Beware of 'Friendly' Locals
Friendly locals are often not as generous as you think. They may appear to be trying to help you get around town, or perhaps they'll tell you they wish to practice their English.
After you're fully convinced you've made a new friend, they may suggest that you go somewhere with them where they sell you some item, like jewelry or art, which you may feel obligated to buy. They may also tell you that the attraction you want to see is closed and suggest another, more expensive one for which they will get a financial kickback.
Skimmers on ATMs are not only a problem for travelers — they are a problem for everyone. When a skimming device is attached to a cash machine, it secretly notes the credit or debit card information, allowing thieves access to an individual's accounts.
In some places, scammers will place a sticky or plastic slip inside the machine, causing the user's card to get stuck. This is the moment a friendly stranger shows up and helps by suggesting the user call the "bank" (the number, of course, is fake) and give out their PIN.
Begging With a Baby
In many places around the world, children are used in scams to elicit sympathy from travelers. Often, people are approached by young mothers with what look like infants but, in reality, are dolls.
These people are often part of a larger crime ring. This type of scam also uses people who are maimed or injured to prey on the sympathetic traveler.

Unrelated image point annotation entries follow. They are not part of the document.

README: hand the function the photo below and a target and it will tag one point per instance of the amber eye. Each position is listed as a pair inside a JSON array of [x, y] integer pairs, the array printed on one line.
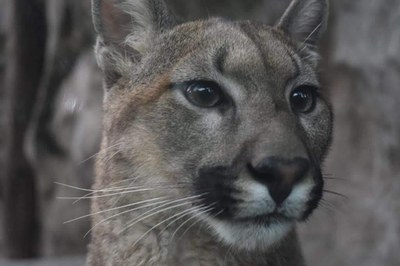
[[205, 94], [303, 99]]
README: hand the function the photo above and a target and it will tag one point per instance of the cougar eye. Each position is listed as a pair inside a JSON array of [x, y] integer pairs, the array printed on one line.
[[204, 94], [303, 99]]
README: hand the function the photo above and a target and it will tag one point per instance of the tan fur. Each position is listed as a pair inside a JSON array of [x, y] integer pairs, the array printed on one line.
[[159, 149]]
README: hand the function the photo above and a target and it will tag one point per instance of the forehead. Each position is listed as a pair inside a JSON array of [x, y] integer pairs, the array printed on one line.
[[240, 50]]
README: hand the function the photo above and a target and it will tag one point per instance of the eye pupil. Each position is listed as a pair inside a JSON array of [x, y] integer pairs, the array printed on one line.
[[204, 94], [303, 99]]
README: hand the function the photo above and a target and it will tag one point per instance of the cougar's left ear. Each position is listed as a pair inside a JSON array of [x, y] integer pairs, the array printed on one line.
[[304, 21], [125, 30]]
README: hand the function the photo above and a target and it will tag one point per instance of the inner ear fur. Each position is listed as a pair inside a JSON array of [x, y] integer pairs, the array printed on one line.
[[125, 29], [304, 21]]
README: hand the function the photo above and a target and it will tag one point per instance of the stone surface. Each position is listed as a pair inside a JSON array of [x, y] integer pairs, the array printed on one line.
[[362, 71]]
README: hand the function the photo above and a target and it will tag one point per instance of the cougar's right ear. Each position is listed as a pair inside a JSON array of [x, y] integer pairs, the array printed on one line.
[[125, 29]]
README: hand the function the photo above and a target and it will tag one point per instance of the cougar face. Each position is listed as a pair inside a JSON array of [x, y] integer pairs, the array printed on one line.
[[228, 115]]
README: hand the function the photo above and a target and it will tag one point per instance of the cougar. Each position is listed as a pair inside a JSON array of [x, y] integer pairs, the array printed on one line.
[[214, 132]]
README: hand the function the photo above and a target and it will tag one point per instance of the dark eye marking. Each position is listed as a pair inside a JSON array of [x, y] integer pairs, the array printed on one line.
[[204, 94], [303, 99]]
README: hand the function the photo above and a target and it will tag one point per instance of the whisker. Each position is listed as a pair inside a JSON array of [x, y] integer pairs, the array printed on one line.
[[185, 212], [335, 193], [123, 191], [199, 220], [97, 153], [121, 213], [141, 218], [113, 209], [189, 219]]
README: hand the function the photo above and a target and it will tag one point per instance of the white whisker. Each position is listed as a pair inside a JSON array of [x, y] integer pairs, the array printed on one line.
[[113, 209], [191, 218], [121, 213], [303, 44], [97, 153], [185, 212], [141, 218]]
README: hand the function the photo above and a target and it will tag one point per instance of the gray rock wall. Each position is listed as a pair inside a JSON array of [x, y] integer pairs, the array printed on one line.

Renting a Mode of Transportation
Make sure to find a reputable company when renting a mode of transportation to get around on your travels, and check the vehicle thoroughly before taking it off the lot.
Because when you bring it back, the owner may demand a lot more for "repairs" to damages you weren't aware of. Often, these scammers will ask for a passport as collateral before you rent. (It goes without saying, but you should NEVER hand over your passport.) When checking the vehicle, take photos to document what you see and take the owner with you.
'Juice Jacking' Through Fake Phone-Charging Stations
Most of us have needed to charge our phones in public places like airports and hotels, which typically offer free USB charging stations. But there are sometimes unfortunate consequences when doing so — "juice jacking," in particular.
Scammers can load malware onto your devices via public charging stations. As your device charges, it leaves your passwords and other personal data vulnerable.
Wi-Fi That's a Little Too Public
Public Wi-Fi scams are much like juice-jacking at charging stations — the same issues can occur. Unscrupulous hackers create fake Wi-Fi networks that appear legit to steal your information and access your accounts.
When using Wi-Fi, go to a reputable source — for example, a cafe.
Getting Your Change
Scammers rely on the fact that most people who travel don't know the exchange rate between the U.S. and other countries and will take advantage of this when they can. It's best to change your money into local currency before leaving or right on arrival at a bank. And always count your change before leaving an establishment.
Also, before you go on vacation, look at the coins and paper currency of where you're going, making you more likely to spot counterfeit or obsolete notes.
The Value of Found Items
This scam is so prevalent in Paris, France, it has a name — the Paris Gold Ring Scam. The scammer "finds" what looks like an expensive ring and asks the tourist if they dropped it. When they say they didn't, they encourage the traveler to take it and ask for money.
Sometimes, during the exchange, an accomplice will pickpocket the traveler's of their valuables. (Also the ring is never valuable.)